# MTD Snow Blower Planetary Bearings



## stmoci

I wanted to get this one out there and hopefully save some people some time and money. I have a MTD snow blower (model # 31AE5KLF795) which on the manual is listed as an L series. The main thing to note is that it has the power steering or EZ steer system. I've been fighting with the machine for a couple of years as sometimes it just didn't want to propel itself. We've had a ton of snow again this year and the machine has been getting worse and worse. I tore into it the other night and what I found is that there are 3 needle bearings in the planetary gear assembly that have needles missing and broken. So in turn it is probably binding up and then when I get mad and start pulling around on the machine it breaks loose. From the parts diagrams that I can find for my particular snow blower you can only by the drive shaft assembly (mtd part 918-04322a.) That drive shaft assembly runs around $275 or better depending where you look. With a little searching I ran across a parts diagram for model 31AE5KLF801 and you can order the inner and outer planetary gear assembly but each piece is around $35 so if you replace both sides you will $140 into it. (inner assembly mtd part # 918-04284 and the outer is 918-04285). I took a good look and I could just barely make out the part numbers on the bearing but I found them and somebody was nice enough to post a review on there stating that they ordered them for the same reason. For the Outer piece of the planetary assembly you will need INA SCE098 (1 for each side) and INA SCE 108 (2 for each side) which run $4 to $6 on amazon the inner assembly does use two bearings and you will need a dremel tool or some other type of tool to get them out of there. You'll see what I'm talking about when you get it apart. 

SCE 108 Robot Check

SCE 098 - Robot Check

Now, don't get me wrong there are a lot of other things that could be wrong with the machine if it doesn't want to move. But take a look at those needle bearings in the planetary gear. Don't go and pay the high dollar for the parts unless you have worn into the shaft or something like that. I purchased the bearings, new drive belt and friction wheel for $60. I have honestly been fighting this one off and on since it was a year or two old, and I just kind of put up with it. Once I saw what the parts were going to cost it was really looking like it was going to be a new machine.
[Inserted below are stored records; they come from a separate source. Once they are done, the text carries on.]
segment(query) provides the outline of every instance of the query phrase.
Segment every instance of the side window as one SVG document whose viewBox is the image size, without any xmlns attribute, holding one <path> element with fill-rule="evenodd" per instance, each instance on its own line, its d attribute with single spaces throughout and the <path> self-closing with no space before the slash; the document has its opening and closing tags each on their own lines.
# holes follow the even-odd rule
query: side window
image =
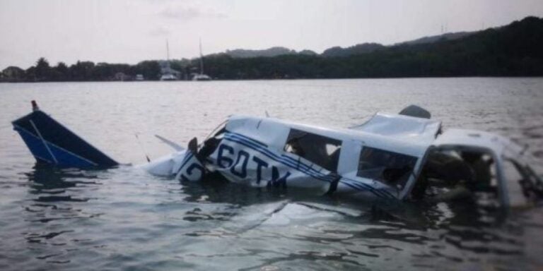
<svg viewBox="0 0 543 271">
<path fill-rule="evenodd" d="M 284 150 L 335 172 L 337 171 L 341 148 L 341 140 L 291 129 Z"/>
<path fill-rule="evenodd" d="M 363 147 L 360 153 L 356 176 L 403 188 L 413 172 L 416 160 L 414 156 Z"/>
</svg>

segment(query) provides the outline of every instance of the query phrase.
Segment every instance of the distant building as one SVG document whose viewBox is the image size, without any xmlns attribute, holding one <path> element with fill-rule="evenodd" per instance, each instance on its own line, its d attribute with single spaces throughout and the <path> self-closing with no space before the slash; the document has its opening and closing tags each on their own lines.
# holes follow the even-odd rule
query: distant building
<svg viewBox="0 0 543 271">
<path fill-rule="evenodd" d="M 160 64 L 161 80 L 164 78 L 168 78 L 166 80 L 177 80 L 181 78 L 181 72 L 172 68 L 170 66 L 169 61 L 161 61 L 159 64 Z"/>
<path fill-rule="evenodd" d="M 124 73 L 117 73 L 113 76 L 113 80 L 116 81 L 130 81 L 132 80 L 132 77 L 124 74 Z"/>
<path fill-rule="evenodd" d="M 6 81 L 18 81 L 25 77 L 25 70 L 10 66 L 4 68 L 1 72 L 1 79 Z"/>
</svg>

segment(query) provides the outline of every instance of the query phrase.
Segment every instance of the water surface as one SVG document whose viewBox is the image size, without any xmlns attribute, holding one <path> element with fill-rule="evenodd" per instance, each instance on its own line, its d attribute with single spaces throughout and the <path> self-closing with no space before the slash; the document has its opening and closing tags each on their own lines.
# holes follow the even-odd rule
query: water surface
<svg viewBox="0 0 543 271">
<path fill-rule="evenodd" d="M 170 152 L 230 114 L 348 127 L 410 104 L 445 128 L 527 144 L 543 164 L 543 78 L 0 84 L 0 270 L 537 270 L 539 208 L 370 204 L 130 167 L 37 167 L 10 121 L 30 100 L 122 162 Z M 138 135 L 139 140 L 135 135 Z"/>
</svg>

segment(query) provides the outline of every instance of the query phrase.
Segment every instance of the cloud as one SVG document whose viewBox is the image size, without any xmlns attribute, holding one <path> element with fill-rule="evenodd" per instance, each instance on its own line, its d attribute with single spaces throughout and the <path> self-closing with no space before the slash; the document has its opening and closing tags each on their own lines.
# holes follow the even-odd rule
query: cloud
<svg viewBox="0 0 543 271">
<path fill-rule="evenodd" d="M 168 18 L 182 21 L 188 21 L 200 18 L 223 18 L 226 14 L 211 9 L 202 9 L 194 7 L 170 7 L 163 9 L 158 13 L 159 16 Z"/>
<path fill-rule="evenodd" d="M 170 35 L 170 32 L 169 29 L 163 26 L 158 26 L 151 29 L 148 33 L 151 36 L 163 37 Z"/>
</svg>

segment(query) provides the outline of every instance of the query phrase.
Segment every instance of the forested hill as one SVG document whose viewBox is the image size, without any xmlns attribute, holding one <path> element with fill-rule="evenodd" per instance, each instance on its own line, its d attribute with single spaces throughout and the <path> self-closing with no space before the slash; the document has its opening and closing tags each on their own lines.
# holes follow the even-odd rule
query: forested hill
<svg viewBox="0 0 543 271">
<path fill-rule="evenodd" d="M 527 17 L 506 26 L 464 34 L 388 47 L 368 43 L 333 47 L 321 54 L 275 47 L 267 53 L 286 54 L 254 56 L 262 52 L 233 50 L 229 52 L 238 54 L 235 57 L 228 53 L 209 55 L 204 63 L 206 74 L 223 80 L 543 76 L 542 18 Z M 188 78 L 199 71 L 199 61 L 194 60 L 172 61 L 171 68 L 180 72 L 180 78 Z M 158 61 L 144 61 L 136 65 L 78 61 L 70 66 L 62 62 L 49 66 L 42 58 L 26 70 L 4 69 L 0 80 L 119 80 L 119 73 L 129 78 L 142 74 L 146 80 L 158 80 L 160 66 Z"/>
<path fill-rule="evenodd" d="M 431 43 L 401 44 L 348 56 L 206 57 L 221 79 L 543 76 L 543 19 Z"/>
</svg>

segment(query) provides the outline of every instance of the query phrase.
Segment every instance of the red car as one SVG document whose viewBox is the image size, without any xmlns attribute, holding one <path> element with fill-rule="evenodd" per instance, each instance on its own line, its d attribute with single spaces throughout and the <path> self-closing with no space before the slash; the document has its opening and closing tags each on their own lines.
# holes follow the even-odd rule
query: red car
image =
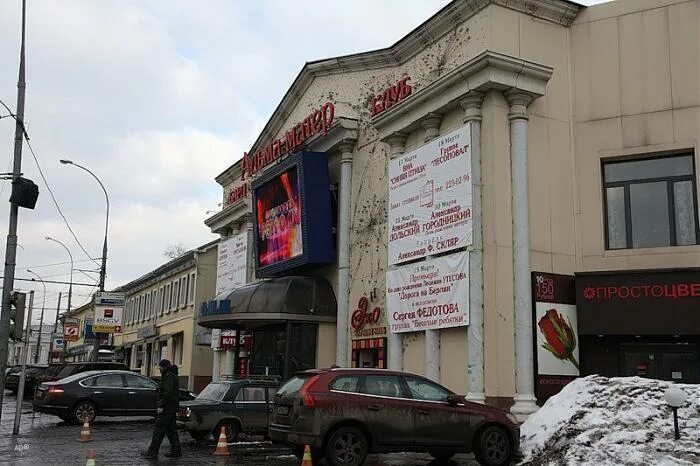
<svg viewBox="0 0 700 466">
<path fill-rule="evenodd" d="M 273 399 L 272 441 L 301 457 L 304 446 L 330 465 L 361 465 L 369 453 L 427 452 L 446 461 L 474 452 L 481 464 L 509 464 L 520 428 L 509 413 L 471 403 L 424 377 L 383 369 L 315 369 Z"/>
</svg>

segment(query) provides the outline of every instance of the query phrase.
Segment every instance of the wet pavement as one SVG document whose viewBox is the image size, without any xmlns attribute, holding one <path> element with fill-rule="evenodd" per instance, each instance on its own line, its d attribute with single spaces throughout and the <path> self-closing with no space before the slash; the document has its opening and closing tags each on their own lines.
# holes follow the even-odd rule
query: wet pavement
<svg viewBox="0 0 700 466">
<path fill-rule="evenodd" d="M 139 457 L 148 447 L 153 431 L 152 418 L 98 417 L 91 426 L 92 442 L 78 441 L 82 426 L 68 425 L 55 416 L 34 413 L 29 400 L 22 406 L 20 432 L 12 435 L 16 398 L 6 392 L 0 420 L 0 465 L 84 465 L 89 448 L 95 450 L 100 465 L 298 465 L 291 452 L 269 442 L 230 444 L 231 456 L 213 456 L 213 443 L 194 442 L 182 432 L 183 457 L 168 459 L 168 440 L 161 447 L 161 458 L 150 463 Z M 399 453 L 370 455 L 369 466 L 437 465 L 429 455 Z M 450 465 L 473 466 L 471 455 L 457 455 Z"/>
</svg>

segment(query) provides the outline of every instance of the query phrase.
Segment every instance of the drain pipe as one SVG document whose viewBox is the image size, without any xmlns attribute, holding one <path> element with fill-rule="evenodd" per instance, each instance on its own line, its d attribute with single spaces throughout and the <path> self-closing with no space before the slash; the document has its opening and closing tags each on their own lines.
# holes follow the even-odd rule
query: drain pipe
<svg viewBox="0 0 700 466">
<path fill-rule="evenodd" d="M 338 199 L 338 318 L 335 363 L 348 367 L 348 319 L 350 307 L 350 212 L 352 196 L 352 151 L 355 139 L 343 140 L 340 151 L 340 192 Z"/>
</svg>

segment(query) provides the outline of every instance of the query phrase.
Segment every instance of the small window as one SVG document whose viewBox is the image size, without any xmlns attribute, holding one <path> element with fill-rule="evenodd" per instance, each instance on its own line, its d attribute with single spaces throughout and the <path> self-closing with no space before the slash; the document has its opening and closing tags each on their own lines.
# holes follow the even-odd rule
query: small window
<svg viewBox="0 0 700 466">
<path fill-rule="evenodd" d="M 95 377 L 95 387 L 123 388 L 124 381 L 121 374 L 106 374 Z"/>
<path fill-rule="evenodd" d="M 138 375 L 126 375 L 126 386 L 129 388 L 145 388 L 150 390 L 155 390 L 157 385 L 151 379 L 146 377 L 139 377 Z"/>
<path fill-rule="evenodd" d="M 415 377 L 406 377 L 406 384 L 411 398 L 415 400 L 447 401 L 447 396 L 450 394 L 447 389 L 437 384 Z"/>
<path fill-rule="evenodd" d="M 236 401 L 265 403 L 264 387 L 242 387 L 238 390 Z"/>
<path fill-rule="evenodd" d="M 400 398 L 403 390 L 401 390 L 401 380 L 395 375 L 368 375 L 365 377 L 362 393 Z"/>
<path fill-rule="evenodd" d="M 360 378 L 355 375 L 344 375 L 338 377 L 330 384 L 331 390 L 336 390 L 339 392 L 351 392 L 357 393 Z"/>
<path fill-rule="evenodd" d="M 692 154 L 603 163 L 606 249 L 698 244 Z"/>
</svg>

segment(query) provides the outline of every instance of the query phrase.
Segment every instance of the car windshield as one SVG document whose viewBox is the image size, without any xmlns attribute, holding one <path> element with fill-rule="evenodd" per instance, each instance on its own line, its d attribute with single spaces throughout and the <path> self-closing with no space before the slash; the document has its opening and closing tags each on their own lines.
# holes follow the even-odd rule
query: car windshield
<svg viewBox="0 0 700 466">
<path fill-rule="evenodd" d="M 277 391 L 277 394 L 279 396 L 285 396 L 289 395 L 290 393 L 296 393 L 301 390 L 304 382 L 306 382 L 309 378 L 311 378 L 311 374 L 297 374 L 289 379 L 287 383 L 282 385 L 282 388 Z"/>
<path fill-rule="evenodd" d="M 221 401 L 228 391 L 228 387 L 229 385 L 226 383 L 210 383 L 199 395 L 197 395 L 197 399 Z"/>
</svg>

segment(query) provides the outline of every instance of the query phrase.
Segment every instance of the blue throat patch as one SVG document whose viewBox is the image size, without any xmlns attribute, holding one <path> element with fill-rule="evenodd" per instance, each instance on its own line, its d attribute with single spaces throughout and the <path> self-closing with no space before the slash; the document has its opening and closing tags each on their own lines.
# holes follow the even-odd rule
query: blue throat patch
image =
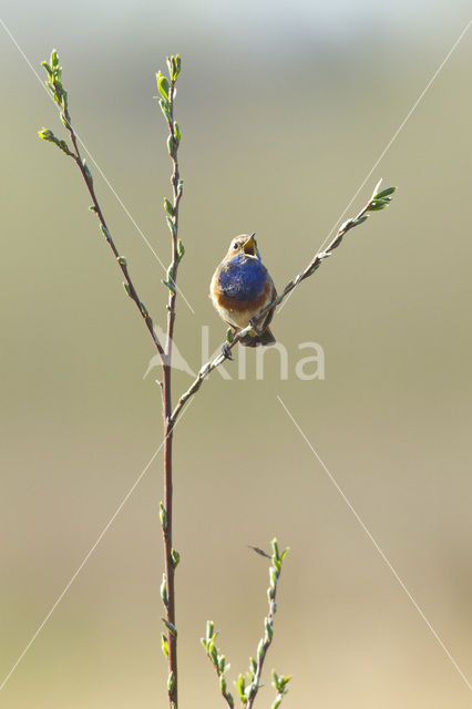
<svg viewBox="0 0 472 709">
<path fill-rule="evenodd" d="M 223 264 L 219 287 L 225 296 L 235 300 L 255 300 L 264 292 L 267 269 L 257 258 L 237 254 Z"/>
</svg>

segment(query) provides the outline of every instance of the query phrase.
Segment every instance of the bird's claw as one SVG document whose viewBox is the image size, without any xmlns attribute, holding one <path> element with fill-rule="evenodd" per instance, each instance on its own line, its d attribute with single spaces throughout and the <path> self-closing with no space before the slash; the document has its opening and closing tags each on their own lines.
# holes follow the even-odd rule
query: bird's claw
<svg viewBox="0 0 472 709">
<path fill-rule="evenodd" d="M 257 318 L 250 318 L 249 320 L 249 325 L 253 328 L 253 330 L 255 331 L 256 335 L 261 335 L 263 333 L 263 329 L 260 327 L 260 325 L 257 321 Z"/>
<path fill-rule="evenodd" d="M 233 360 L 233 354 L 232 354 L 232 350 L 229 349 L 228 342 L 225 342 L 224 346 L 222 347 L 222 354 L 224 356 L 225 359 Z"/>
</svg>

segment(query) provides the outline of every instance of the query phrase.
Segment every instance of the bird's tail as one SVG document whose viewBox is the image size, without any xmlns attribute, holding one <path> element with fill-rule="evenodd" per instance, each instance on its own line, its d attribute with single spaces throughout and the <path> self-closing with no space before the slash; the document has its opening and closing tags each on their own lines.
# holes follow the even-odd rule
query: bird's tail
<svg viewBox="0 0 472 709">
<path fill-rule="evenodd" d="M 265 345 L 268 347 L 269 345 L 275 345 L 277 340 L 275 339 L 270 328 L 266 328 L 260 335 L 246 335 L 239 340 L 239 342 L 245 347 L 258 347 L 258 345 Z"/>
</svg>

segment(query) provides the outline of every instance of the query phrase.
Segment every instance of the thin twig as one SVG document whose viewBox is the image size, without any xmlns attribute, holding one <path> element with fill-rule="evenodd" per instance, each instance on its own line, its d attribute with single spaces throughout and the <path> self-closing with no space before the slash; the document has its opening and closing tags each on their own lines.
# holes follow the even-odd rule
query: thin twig
<svg viewBox="0 0 472 709">
<path fill-rule="evenodd" d="M 366 219 L 368 218 L 368 212 L 376 212 L 378 209 L 384 208 L 386 206 L 388 206 L 388 203 L 390 202 L 390 194 L 392 194 L 392 192 L 394 192 L 393 187 L 389 187 L 387 189 L 384 189 L 382 193 L 377 193 L 378 188 L 379 188 L 380 183 L 377 184 L 376 189 L 373 191 L 372 196 L 370 197 L 369 202 L 366 204 L 366 206 L 362 207 L 362 209 L 358 213 L 358 215 L 351 219 L 348 219 L 347 222 L 345 222 L 340 228 L 338 229 L 338 233 L 336 234 L 335 238 L 331 240 L 331 243 L 327 246 L 327 248 L 324 251 L 319 251 L 312 259 L 311 261 L 308 264 L 308 266 L 305 268 L 304 271 L 301 271 L 300 274 L 298 274 L 298 276 L 296 276 L 296 278 L 294 278 L 293 280 L 290 280 L 290 282 L 287 284 L 287 286 L 284 288 L 284 290 L 281 291 L 281 294 L 279 296 L 277 296 L 277 298 L 275 298 L 271 302 L 269 302 L 267 306 L 265 306 L 263 308 L 263 310 L 259 312 L 259 315 L 257 316 L 257 318 L 255 318 L 255 325 L 257 326 L 258 322 L 261 322 L 264 319 L 264 315 L 268 311 L 271 310 L 273 308 L 279 306 L 281 304 L 283 300 L 285 300 L 285 298 L 288 296 L 289 292 L 291 292 L 295 288 L 297 288 L 297 286 L 300 285 L 300 282 L 302 280 L 305 280 L 306 278 L 308 278 L 309 276 L 312 276 L 312 274 L 319 268 L 319 266 L 321 265 L 321 261 L 325 260 L 325 258 L 327 258 L 328 256 L 330 256 L 332 254 L 332 251 L 335 250 L 335 248 L 338 248 L 338 246 L 340 245 L 340 243 L 342 242 L 342 238 L 346 236 L 346 234 L 352 229 L 355 226 L 359 226 L 360 224 L 363 224 L 363 222 L 366 222 Z M 380 195 L 383 195 L 384 193 L 388 193 L 386 196 L 380 197 Z M 243 330 L 239 330 L 233 338 L 233 340 L 230 342 L 226 342 L 224 343 L 225 346 L 225 351 L 229 352 L 232 349 L 234 349 L 236 347 L 236 345 L 239 342 L 240 339 L 243 339 L 246 335 L 250 333 L 253 331 L 253 327 L 249 325 L 246 328 L 244 328 Z M 178 399 L 174 411 L 172 412 L 172 421 L 176 421 L 177 417 L 179 415 L 182 409 L 184 408 L 184 405 L 187 403 L 187 401 L 198 391 L 198 389 L 202 387 L 204 380 L 215 370 L 217 369 L 220 364 L 223 364 L 225 362 L 225 360 L 228 359 L 227 354 L 225 354 L 224 352 L 222 352 L 220 354 L 218 354 L 214 360 L 211 360 L 208 362 L 206 362 L 206 364 L 204 364 L 202 367 L 202 369 L 199 370 L 196 379 L 194 380 L 194 382 L 191 384 L 191 387 L 187 389 L 187 391 L 185 391 L 181 398 Z"/>
</svg>

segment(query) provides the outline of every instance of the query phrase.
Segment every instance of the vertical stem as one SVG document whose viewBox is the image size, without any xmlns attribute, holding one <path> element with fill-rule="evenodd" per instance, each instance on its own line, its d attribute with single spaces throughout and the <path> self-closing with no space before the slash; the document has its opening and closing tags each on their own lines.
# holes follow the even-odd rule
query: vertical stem
<svg viewBox="0 0 472 709">
<path fill-rule="evenodd" d="M 174 563 L 172 559 L 172 443 L 174 423 L 171 420 L 172 398 L 171 398 L 171 367 L 168 363 L 164 366 L 163 378 L 163 395 L 164 395 L 164 506 L 166 510 L 166 525 L 163 527 L 164 540 L 164 568 L 167 582 L 167 604 L 166 619 L 175 626 L 175 584 L 174 584 Z M 168 703 L 171 709 L 177 708 L 177 636 L 167 628 L 168 643 L 168 674 L 174 678 L 172 689 L 168 691 Z"/>
<path fill-rule="evenodd" d="M 167 302 L 167 338 L 165 345 L 164 363 L 163 363 L 163 415 L 164 415 L 164 506 L 166 510 L 167 523 L 163 528 L 164 538 L 164 556 L 165 556 L 165 578 L 167 584 L 167 604 L 166 619 L 172 627 L 175 627 L 175 567 L 172 557 L 173 552 L 173 484 L 172 484 L 172 446 L 174 438 L 174 423 L 175 420 L 172 417 L 172 391 L 171 391 L 171 373 L 172 373 L 172 345 L 174 338 L 174 323 L 175 323 L 175 301 L 176 289 L 175 282 L 177 279 L 178 268 L 178 253 L 177 253 L 177 235 L 178 235 L 178 205 L 182 197 L 182 184 L 178 171 L 177 150 L 178 146 L 175 143 L 174 131 L 174 90 L 175 80 L 171 79 L 170 89 L 170 115 L 168 121 L 170 135 L 174 140 L 174 148 L 171 151 L 171 160 L 173 163 L 173 172 L 171 177 L 171 185 L 173 192 L 173 207 L 174 216 L 172 218 L 172 280 L 174 288 L 170 289 L 168 302 Z M 167 643 L 168 643 L 168 676 L 172 677 L 172 684 L 168 685 L 168 703 L 170 709 L 177 709 L 177 636 L 167 628 Z"/>
</svg>

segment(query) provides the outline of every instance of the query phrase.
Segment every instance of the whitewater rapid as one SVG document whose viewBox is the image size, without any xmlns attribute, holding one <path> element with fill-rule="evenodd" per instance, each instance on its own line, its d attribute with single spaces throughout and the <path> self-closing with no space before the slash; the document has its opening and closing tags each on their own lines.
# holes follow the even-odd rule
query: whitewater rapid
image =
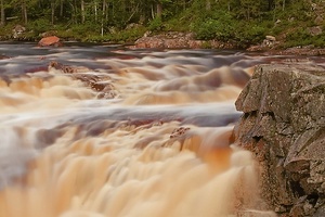
<svg viewBox="0 0 325 217">
<path fill-rule="evenodd" d="M 3 43 L 1 217 L 264 215 L 232 51 Z"/>
</svg>

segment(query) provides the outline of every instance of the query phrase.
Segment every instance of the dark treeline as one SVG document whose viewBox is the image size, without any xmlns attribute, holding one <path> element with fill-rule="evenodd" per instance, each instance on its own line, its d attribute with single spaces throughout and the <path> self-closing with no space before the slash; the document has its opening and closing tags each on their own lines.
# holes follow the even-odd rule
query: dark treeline
<svg viewBox="0 0 325 217">
<path fill-rule="evenodd" d="M 136 30 L 125 33 L 121 40 L 145 30 L 181 30 L 193 31 L 198 39 L 243 44 L 288 33 L 288 41 L 309 43 L 314 39 L 306 36 L 306 29 L 324 25 L 323 4 L 322 0 L 0 0 L 0 24 L 22 24 L 34 35 L 53 29 L 67 37 L 74 33 L 83 39 L 109 40 L 132 24 Z"/>
</svg>

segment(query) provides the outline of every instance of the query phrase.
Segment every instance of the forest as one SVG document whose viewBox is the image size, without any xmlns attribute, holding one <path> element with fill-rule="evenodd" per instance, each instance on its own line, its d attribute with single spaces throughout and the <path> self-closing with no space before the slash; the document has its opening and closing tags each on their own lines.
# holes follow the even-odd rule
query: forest
<svg viewBox="0 0 325 217">
<path fill-rule="evenodd" d="M 0 0 L 0 8 L 2 40 L 20 24 L 25 40 L 52 31 L 79 41 L 129 42 L 150 30 L 191 31 L 239 47 L 266 35 L 284 47 L 325 46 L 323 0 Z"/>
</svg>

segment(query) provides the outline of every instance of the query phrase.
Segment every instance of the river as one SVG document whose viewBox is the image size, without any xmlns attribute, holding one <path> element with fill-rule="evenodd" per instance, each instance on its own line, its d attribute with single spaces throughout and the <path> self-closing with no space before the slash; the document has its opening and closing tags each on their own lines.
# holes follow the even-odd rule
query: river
<svg viewBox="0 0 325 217">
<path fill-rule="evenodd" d="M 252 66 L 285 58 L 77 43 L 0 56 L 0 217 L 274 216 L 231 135 Z"/>
</svg>

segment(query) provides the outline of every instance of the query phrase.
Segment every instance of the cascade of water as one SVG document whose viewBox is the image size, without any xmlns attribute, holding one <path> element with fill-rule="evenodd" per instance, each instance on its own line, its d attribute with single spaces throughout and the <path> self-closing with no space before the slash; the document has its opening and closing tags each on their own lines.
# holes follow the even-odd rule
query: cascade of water
<svg viewBox="0 0 325 217">
<path fill-rule="evenodd" d="M 256 59 L 106 49 L 2 60 L 0 217 L 273 216 L 231 145 Z"/>
</svg>

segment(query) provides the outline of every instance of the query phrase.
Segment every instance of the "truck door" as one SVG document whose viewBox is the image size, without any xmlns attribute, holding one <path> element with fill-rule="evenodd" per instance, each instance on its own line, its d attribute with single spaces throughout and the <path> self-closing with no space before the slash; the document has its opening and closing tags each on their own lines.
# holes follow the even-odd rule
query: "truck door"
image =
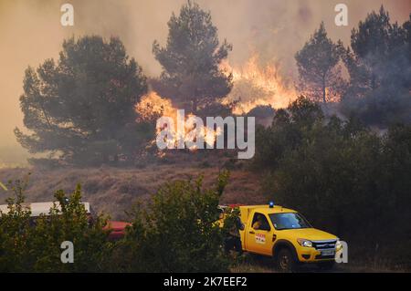
<svg viewBox="0 0 411 291">
<path fill-rule="evenodd" d="M 247 250 L 261 255 L 272 255 L 272 234 L 267 216 L 254 213 L 251 224 L 247 229 Z"/>
</svg>

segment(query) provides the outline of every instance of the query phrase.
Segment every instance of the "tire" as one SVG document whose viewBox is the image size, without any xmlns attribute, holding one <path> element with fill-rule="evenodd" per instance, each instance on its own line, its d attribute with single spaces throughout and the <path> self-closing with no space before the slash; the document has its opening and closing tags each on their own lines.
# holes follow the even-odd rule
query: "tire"
<svg viewBox="0 0 411 291">
<path fill-rule="evenodd" d="M 282 248 L 276 255 L 277 270 L 281 273 L 292 273 L 297 271 L 297 262 L 294 255 L 288 248 Z"/>
<path fill-rule="evenodd" d="M 332 270 L 332 268 L 335 265 L 335 261 L 322 262 L 322 263 L 319 263 L 317 265 L 320 270 L 331 271 L 331 270 Z"/>
</svg>

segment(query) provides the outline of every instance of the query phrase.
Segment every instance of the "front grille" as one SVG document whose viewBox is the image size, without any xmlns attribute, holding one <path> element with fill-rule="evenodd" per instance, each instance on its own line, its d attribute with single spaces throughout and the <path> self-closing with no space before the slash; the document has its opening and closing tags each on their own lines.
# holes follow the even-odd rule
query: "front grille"
<svg viewBox="0 0 411 291">
<path fill-rule="evenodd" d="M 320 260 L 320 259 L 333 259 L 334 255 L 317 255 L 315 256 L 316 260 Z"/>
<path fill-rule="evenodd" d="M 312 246 L 316 250 L 328 250 L 334 249 L 335 244 L 337 240 L 330 240 L 330 241 L 312 241 Z"/>
</svg>

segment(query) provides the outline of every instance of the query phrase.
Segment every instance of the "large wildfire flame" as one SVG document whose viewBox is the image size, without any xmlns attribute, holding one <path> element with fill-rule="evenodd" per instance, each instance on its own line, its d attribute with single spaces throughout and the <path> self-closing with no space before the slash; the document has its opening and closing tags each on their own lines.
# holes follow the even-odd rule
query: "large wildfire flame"
<svg viewBox="0 0 411 291">
<path fill-rule="evenodd" d="M 233 75 L 234 87 L 230 94 L 223 99 L 223 103 L 237 101 L 234 108 L 234 114 L 248 113 L 253 108 L 260 105 L 271 106 L 274 109 L 285 108 L 296 99 L 295 89 L 286 85 L 283 78 L 278 72 L 274 65 L 267 65 L 265 68 L 258 66 L 258 56 L 251 57 L 242 67 L 231 67 L 227 61 L 221 64 L 221 68 L 227 74 Z M 149 92 L 144 95 L 135 107 L 140 118 L 151 120 L 156 117 L 170 117 L 177 124 L 177 109 L 173 106 L 169 99 L 159 96 L 156 92 Z M 195 129 L 194 124 L 190 124 L 189 119 L 193 115 L 184 117 L 184 132 L 180 132 L 176 129 L 169 129 L 173 132 L 174 140 L 168 140 L 174 145 L 180 139 L 192 141 L 191 137 L 185 134 Z M 159 133 L 163 128 L 157 129 Z M 214 144 L 217 136 L 222 134 L 222 130 L 217 128 L 208 129 L 206 124 L 201 130 L 201 135 L 207 144 Z M 195 150 L 195 147 L 189 150 Z"/>
<path fill-rule="evenodd" d="M 174 126 L 176 129 L 169 129 L 169 130 L 173 133 L 174 139 L 172 140 L 167 140 L 167 142 L 173 144 L 174 147 L 176 147 L 178 140 L 181 139 L 184 141 L 193 141 L 193 138 L 190 135 L 187 135 L 187 133 L 195 129 L 195 125 L 191 122 L 190 119 L 191 117 L 194 117 L 194 115 L 188 114 L 184 117 L 185 128 L 181 130 L 176 127 L 178 109 L 173 106 L 170 99 L 163 98 L 156 92 L 152 91 L 142 98 L 135 109 L 142 119 L 151 120 L 161 116 L 172 118 L 174 121 Z M 163 129 L 164 127 L 158 128 L 157 134 Z M 204 138 L 205 142 L 209 145 L 213 145 L 216 142 L 217 136 L 222 134 L 222 130 L 218 127 L 216 130 L 209 129 L 205 124 L 198 134 Z M 189 147 L 188 149 L 190 151 L 196 150 L 195 145 Z"/>
<path fill-rule="evenodd" d="M 234 109 L 236 114 L 248 113 L 260 105 L 285 108 L 297 97 L 296 90 L 284 80 L 278 67 L 267 64 L 261 68 L 257 54 L 243 66 L 232 67 L 225 61 L 221 68 L 233 75 L 233 89 L 223 102 L 237 100 Z"/>
</svg>

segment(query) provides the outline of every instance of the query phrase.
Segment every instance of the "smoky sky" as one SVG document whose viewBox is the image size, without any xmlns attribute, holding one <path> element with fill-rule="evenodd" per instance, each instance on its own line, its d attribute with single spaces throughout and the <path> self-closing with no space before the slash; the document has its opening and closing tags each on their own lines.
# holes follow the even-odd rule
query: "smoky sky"
<svg viewBox="0 0 411 291">
<path fill-rule="evenodd" d="M 60 6 L 74 6 L 74 26 L 60 25 Z M 16 145 L 16 126 L 23 127 L 19 96 L 24 71 L 47 58 L 57 58 L 64 38 L 71 36 L 119 36 L 130 57 L 148 76 L 161 67 L 152 54 L 154 39 L 163 44 L 167 21 L 185 0 L 0 0 L 0 145 Z M 253 53 L 261 61 L 275 60 L 285 78 L 295 78 L 294 54 L 324 21 L 334 40 L 349 45 L 350 34 L 367 13 L 381 5 L 392 21 L 402 24 L 411 12 L 409 0 L 197 0 L 212 15 L 220 39 L 233 45 L 231 64 Z M 335 5 L 348 6 L 348 26 L 334 25 Z"/>
</svg>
But hopefully this will get me through another winter or two and then look for a better built snow blower from a different manufacture.


----------



## Kiss4aFrog

:welcome: to the forum stmoci


----------



## bad69cat

awesome first post too! I bet it will help somebody. Thanks for taking the time.... it's why I like these forums!


----------



## Frozen One

Awesome is the correct term ,my machine just stopped for the same fault 
you just saved me a lot of time hunting for the bearing.

Thanks a million


----------



## detdrbuzzard

hello stmoci, welcome to _*SBF*_ , fantastic first post
hello frozen one, welcome to _*SBF*_


----------



## 69ariens

Welcome to sbf and I hope you get your parts before the next storm.


----------



## steve_ny

*You sir, are awesome!*

I bought the 3 gears you described and fixed the planetary gear drive for $14 instead of $250 for the entire shaft... I didn't need a dremel tool, just used a 1/2"drive x 1/2" socket to "punch" out the old bearings. You actually can push out the "double" bearing in the inner gear with no issues... Anyways, i carefully put in the new bearings tapping them in carefully with a hammer and a piece of wood. They did not warp (see pictures!). Old bearings were toast. Some of the old needle bearings were gummed up into the outer housing and needed to be removed using a scraper and some brake cleaner (i used gumout because it was available). MAchine is back to 100% working. Thank you so much! Steve.


P.S. Buy the parts listed above and it works perfectly. I have attached pictures of the job... Nope, too hard to attach pictures.


----------